I dropped out of music education after my freshman year because I found myself not caring anymore, and I knew if I didn’t care, I would not be fit to get someone else to care. Doing that and remaining a Bachelor of Arts music major revealed for me a more suitable music-and-music-realm-appreciation role. Through this change, I could see just how much the majority of students really do vibrantly and inspiringly care about music and their level of being able to create said music, which is why I yet again ask “why do music majors hate majoring in music?” from a different standpoint.
It’s the most hardworking and talented people I know that have stints of falling out of love with their playing, or their creative process, or perhaps even listening to the genre that brought them to become a musician. Why is this the case?
On paper, it’s simple as to why it’s so hard. Every music major is a double major. Any kind of performance is music and entrepreneurship. Music education, that’s obvious as to why. And for music entertainment industries and sound engineering majors, some passionate students of these studies have outwardly questioned why they, too, are also required to still play their instrument at a high level.
As I’ve learned firsthand, there is an unfathomably advantageous upside to combining an at least once-leisurely passion with a degree, as well as a cynically cyclical downside. The perks, besides the obvious opportunity to get to learn techniques from professionals, are the experiences to grow with others seeking a similar lifestyle. The lasting outcome is unparalleled, as long as an environment of innocuously encouraging one another to chase said growth is nurtured.

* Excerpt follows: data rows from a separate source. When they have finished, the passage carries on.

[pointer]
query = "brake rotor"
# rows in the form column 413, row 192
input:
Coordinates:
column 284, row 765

However, where its biggest pitfall comes from is when that environment drowns in its own pool of student- and faculty-perpetuated apathy to care about growing and learning, and I feel so strongly the current state of the music department fits this description. Part of me wrestles sometimes with thinking that maybe we already see too much of each other, and hence that fear of judgement to do something outside the box is what keeps creativity from flowing, but then again, we ought to get over that in front of others or else we are really not getting over that fear at all.

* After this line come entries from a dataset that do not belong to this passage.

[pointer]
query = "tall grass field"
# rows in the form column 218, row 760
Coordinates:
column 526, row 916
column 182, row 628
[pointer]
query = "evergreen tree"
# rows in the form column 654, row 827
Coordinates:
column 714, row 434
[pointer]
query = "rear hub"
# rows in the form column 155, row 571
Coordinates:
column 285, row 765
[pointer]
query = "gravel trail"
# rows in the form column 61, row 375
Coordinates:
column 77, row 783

I’ve heard twice in the last week alone that we aren’t making enough mistakes and are therefore not learning. One was from a graduate of the department who has found desirable success solely by performing. The other was from the professor who had also recently encouraged the students to not care about some things they learn, and I will agree that I’d rather leave here remembering to learn from many mistakes than third species counterpoint.
So, why do music majors hate majoring in music? Probably because it’s been too carefully designed on how it can be taught, but not how it can actually be learned. The most we’ll learn will come from one another, but if there’s not even a space to do that, well, what are we paying for?